What really made me lower my normal standards was early on. The bad guy's commandos did fierce battle with the good commandos. The bad guys had all kinds of high tech weaponry and the good guys had today-conventional weapons. Why would the bad guys need to steal missiles if they have invulnerable helicopters, impenetrable body armor and a hand-held pulse gun that makes all other weapons irrelevant? It was like a neon sign saying "Check your brain at the door. Nothing in this movie will make sense." I checked my brain and had a really nice time.

Some of the finer points:

The femme fatale wore a vinyl catsuit that looked like she stole it from Trinity in The Matrix. And no matter what she wore, no matter what bad-ass thing she was doing, her outfits were always open down to her mid-chest level.

One of the GIs Joe was played by Channing Tatum, who you might recognize upon viewing if you don't recognize the name. He was in one of my guilty pleasures, She's the Man, which I reviewed in 2006. In both movies he plays a character named Duke, which is trivially notable all by itself. However, in GI Joe, the 28 year-old Tatum plays a mid-30s Army captain. Three years ago, he played a high school senior in She's the Man. I thought he looked a little old then, but I went with it. Now that I've seen him as an adult - looking the same - I hope I can still suspend disbelief enough to continue enjoying She's the Man.

The bad guys want to launch a stinger-type missile at the Eiffel tower, so naturally they leave a building with a perfectly good view of the tower and basically destroy the city of Paris rue by rue in order to launch the missile from the building next door to the tower. Hmm. Wouldn't it be easier to launch from where they started without getting stuck in rush hour traffic?  It's a missile after all.

The President of the United States was played by a Welshman. Jonathan Pryce is good, but couldn't they have gotten Denzel to do a cameo?

The plot has - no spoilers here - a villain that built the McGuffin missiles needing to steal the missiles. Huh? He couldn't have made his own by running an extra shift or building a second factory? Did he learn nothing from Contact?

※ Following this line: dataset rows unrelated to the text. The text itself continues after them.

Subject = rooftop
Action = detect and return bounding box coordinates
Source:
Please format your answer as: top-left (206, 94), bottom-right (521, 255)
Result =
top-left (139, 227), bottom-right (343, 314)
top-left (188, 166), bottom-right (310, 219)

Towards the end, a good guy has a high-tech plane. He needs to get from Moscow to Washington in order to destroy a launched missile. He has 14 minutes. He makes it. I'll save you from doing the math - his plane flies faster than escape velocity. In the atmosphere. Without burning up or causing enough sonic booms to level all of Europe. Oh, am I being too logical again? Sorry.

I'll leave you with this one. The villain's lair is underneath the Arctic polar ice cap. Who are they kidding? When in the future will there be a polar ice cap?

I pick a lot but I did enjoy GI Joe. It's fun rolling ones eyes and laughing at inadvertently funny scenes, but like I all-too-often say about sci-fi shows, it could have been so much more with only a little bit of effort. Alas.